Il controllo totale nel cloud privato aziendale
La seconda opzione per garantire la sicurezza della protezione dei dati, nonché del loro accesso e condivisione in una struttura su cloud è effettivamente più complessa, tuttavia assicura alle aziende un maggiore controllo sui dati aziendali e le informazioni digitali sensibili: un’architettura di cloud privato.
Il cloud privato non è influenzato dalle implicazioni di Safe Harbor e permette l’utilizzo di una vasta gamma di servizi su base cloud, in sostituzione di applicazioni come Box o Dropbox, che probabilmente non dovrebbero essere utilizzate in considerazione delle variazioni riguardanti Safe Harbor.
La politica aziendale “Porta il tuo dispositivo” (BYOD) è una tendenza che rende difficile sia integrare i dispositivi nell’ambito della protezione dei dati, sia mantenere il controllo completo sui dati aziendali. In questo caso può essere molto utile un cloud privato abbinato ad applicazioni come Acronis Access Advanced Access. I dipendenti possono utilizzare in modo sicuro qualsiasi dispositivo per accedere, sincronizzare e condividere file con altri dipendenti, clienti, partner e fornitori. Le sorgenti di dati supportate includono file server, NAS, SharePoint e sistemi CMIS compatibili come Alfresco o EMC Documentum.
I responsabili IT possono così determinare con precisione quali dispositivi e utenti abbiano accesso a determinati dati e se sia loro rilasciato il permesso di condividere i dati o consentire l’accesso ad altri. Inoltre, è possibile integrare il software di Data Loss Prevention (per impedire la perdita di dati) e quello a protezione del flusso di lavoro.

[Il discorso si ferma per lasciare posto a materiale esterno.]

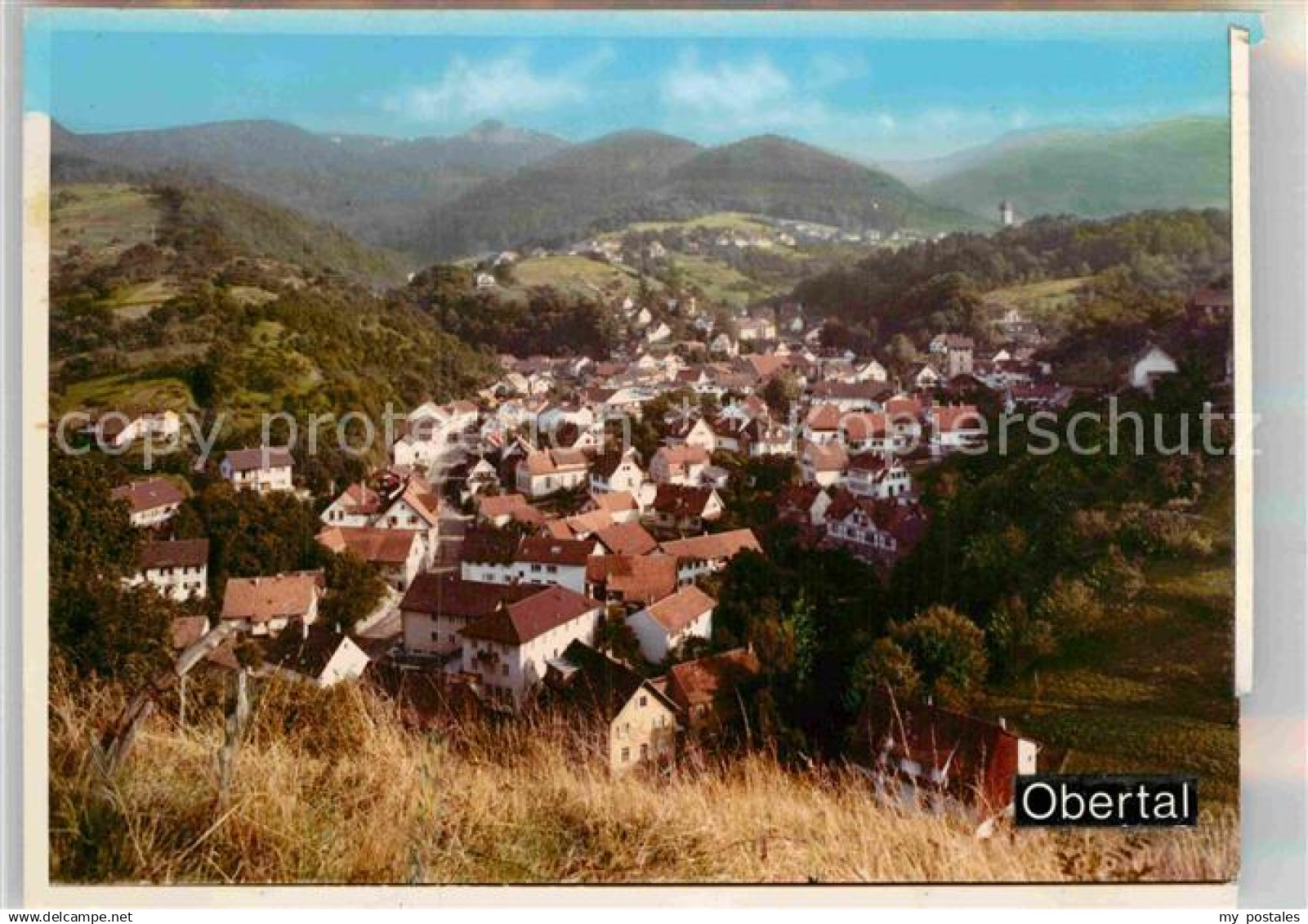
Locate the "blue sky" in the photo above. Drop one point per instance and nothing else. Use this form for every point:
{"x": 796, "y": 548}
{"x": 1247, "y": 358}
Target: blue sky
{"x": 873, "y": 85}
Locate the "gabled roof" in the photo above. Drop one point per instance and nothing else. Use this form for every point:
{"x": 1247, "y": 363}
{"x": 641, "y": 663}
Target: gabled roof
{"x": 452, "y": 596}
{"x": 635, "y": 578}
{"x": 683, "y": 608}
{"x": 713, "y": 545}
{"x": 546, "y": 550}
{"x": 708, "y": 680}
{"x": 380, "y": 546}
{"x": 259, "y": 457}
{"x": 176, "y": 554}
{"x": 681, "y": 500}
{"x": 271, "y": 597}
{"x": 150, "y": 493}
{"x": 520, "y": 622}
{"x": 626, "y": 538}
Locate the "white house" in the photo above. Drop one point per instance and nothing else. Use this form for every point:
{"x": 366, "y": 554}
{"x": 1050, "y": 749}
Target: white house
{"x": 507, "y": 649}
{"x": 267, "y": 605}
{"x": 551, "y": 470}
{"x": 618, "y": 471}
{"x": 400, "y": 554}
{"x": 180, "y": 569}
{"x": 317, "y": 654}
{"x": 662, "y": 626}
{"x": 877, "y": 475}
{"x": 1149, "y": 365}
{"x": 152, "y": 502}
{"x": 263, "y": 469}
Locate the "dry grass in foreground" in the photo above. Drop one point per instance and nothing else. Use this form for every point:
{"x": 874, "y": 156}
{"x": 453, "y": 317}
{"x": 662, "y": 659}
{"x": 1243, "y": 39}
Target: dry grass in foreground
{"x": 330, "y": 787}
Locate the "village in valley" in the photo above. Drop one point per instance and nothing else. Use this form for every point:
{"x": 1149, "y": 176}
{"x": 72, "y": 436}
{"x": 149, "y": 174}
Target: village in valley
{"x": 555, "y": 539}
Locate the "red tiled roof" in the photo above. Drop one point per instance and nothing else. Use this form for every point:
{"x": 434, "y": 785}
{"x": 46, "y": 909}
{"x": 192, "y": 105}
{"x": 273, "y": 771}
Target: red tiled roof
{"x": 713, "y": 545}
{"x": 627, "y": 538}
{"x": 683, "y": 608}
{"x": 271, "y": 597}
{"x": 520, "y": 622}
{"x": 176, "y": 554}
{"x": 381, "y": 546}
{"x": 452, "y": 596}
{"x": 707, "y": 680}
{"x": 259, "y": 457}
{"x": 150, "y": 493}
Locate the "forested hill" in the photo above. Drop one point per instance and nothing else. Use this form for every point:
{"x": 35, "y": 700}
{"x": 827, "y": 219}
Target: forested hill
{"x": 942, "y": 284}
{"x": 202, "y": 297}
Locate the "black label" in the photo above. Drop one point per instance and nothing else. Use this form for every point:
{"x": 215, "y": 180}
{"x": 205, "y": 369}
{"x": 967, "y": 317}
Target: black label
{"x": 1105, "y": 800}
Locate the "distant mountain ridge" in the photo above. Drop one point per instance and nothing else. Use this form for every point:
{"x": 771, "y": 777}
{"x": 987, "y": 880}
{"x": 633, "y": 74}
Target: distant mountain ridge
{"x": 1162, "y": 165}
{"x": 365, "y": 185}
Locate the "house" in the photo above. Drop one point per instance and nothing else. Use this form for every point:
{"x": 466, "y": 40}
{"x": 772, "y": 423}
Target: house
{"x": 616, "y": 471}
{"x": 180, "y": 569}
{"x": 620, "y": 506}
{"x": 548, "y": 560}
{"x": 700, "y": 556}
{"x": 663, "y": 626}
{"x": 317, "y": 654}
{"x": 635, "y": 724}
{"x": 877, "y": 532}
{"x": 507, "y": 652}
{"x": 955, "y": 427}
{"x": 822, "y": 424}
{"x": 823, "y": 465}
{"x": 694, "y": 434}
{"x": 267, "y": 605}
{"x": 548, "y": 471}
{"x": 118, "y": 430}
{"x": 631, "y": 580}
{"x": 150, "y": 502}
{"x": 263, "y": 469}
{"x": 712, "y": 691}
{"x": 437, "y": 608}
{"x": 927, "y": 757}
{"x": 678, "y": 465}
{"x": 685, "y": 509}
{"x": 400, "y": 554}
{"x": 878, "y": 475}
{"x": 955, "y": 352}
{"x": 626, "y": 539}
{"x": 803, "y": 506}
{"x": 1150, "y": 364}
{"x": 764, "y": 437}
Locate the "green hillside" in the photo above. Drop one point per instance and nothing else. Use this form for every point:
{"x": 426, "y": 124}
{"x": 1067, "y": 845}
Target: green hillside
{"x": 199, "y": 296}
{"x": 1181, "y": 164}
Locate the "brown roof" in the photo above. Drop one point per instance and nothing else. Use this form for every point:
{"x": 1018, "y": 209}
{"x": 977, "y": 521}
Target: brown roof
{"x": 498, "y": 506}
{"x": 176, "y": 554}
{"x": 452, "y": 596}
{"x": 150, "y": 493}
{"x": 713, "y": 545}
{"x": 681, "y": 500}
{"x": 627, "y": 538}
{"x": 639, "y": 578}
{"x": 271, "y": 597}
{"x": 614, "y": 502}
{"x": 707, "y": 680}
{"x": 381, "y": 546}
{"x": 520, "y": 622}
{"x": 544, "y": 550}
{"x": 683, "y": 608}
{"x": 259, "y": 457}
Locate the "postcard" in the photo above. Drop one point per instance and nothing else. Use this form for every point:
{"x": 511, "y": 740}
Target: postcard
{"x": 530, "y": 448}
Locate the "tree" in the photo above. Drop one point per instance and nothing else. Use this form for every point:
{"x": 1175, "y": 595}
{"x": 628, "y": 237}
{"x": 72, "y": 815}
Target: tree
{"x": 949, "y": 652}
{"x": 354, "y": 591}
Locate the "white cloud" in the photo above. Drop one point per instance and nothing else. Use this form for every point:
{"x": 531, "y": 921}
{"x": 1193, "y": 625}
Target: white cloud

In conclusione: la priorità assoluta deve essere la sicurezza dei dati nel cloud
Si può trarre un’importante conclusione dalla debacle di Safe Harbor. A prescindere se un’azienda scelga una soluzione di cloud pubblico o privato, nel fare la sua scelta, l’utente finale dovrebbe assicurarsi la collaborazione di fornitori collaudati e affidabili che sfruttino centri dati locali e si impegnino nel garantire la sicurezza nel cloud.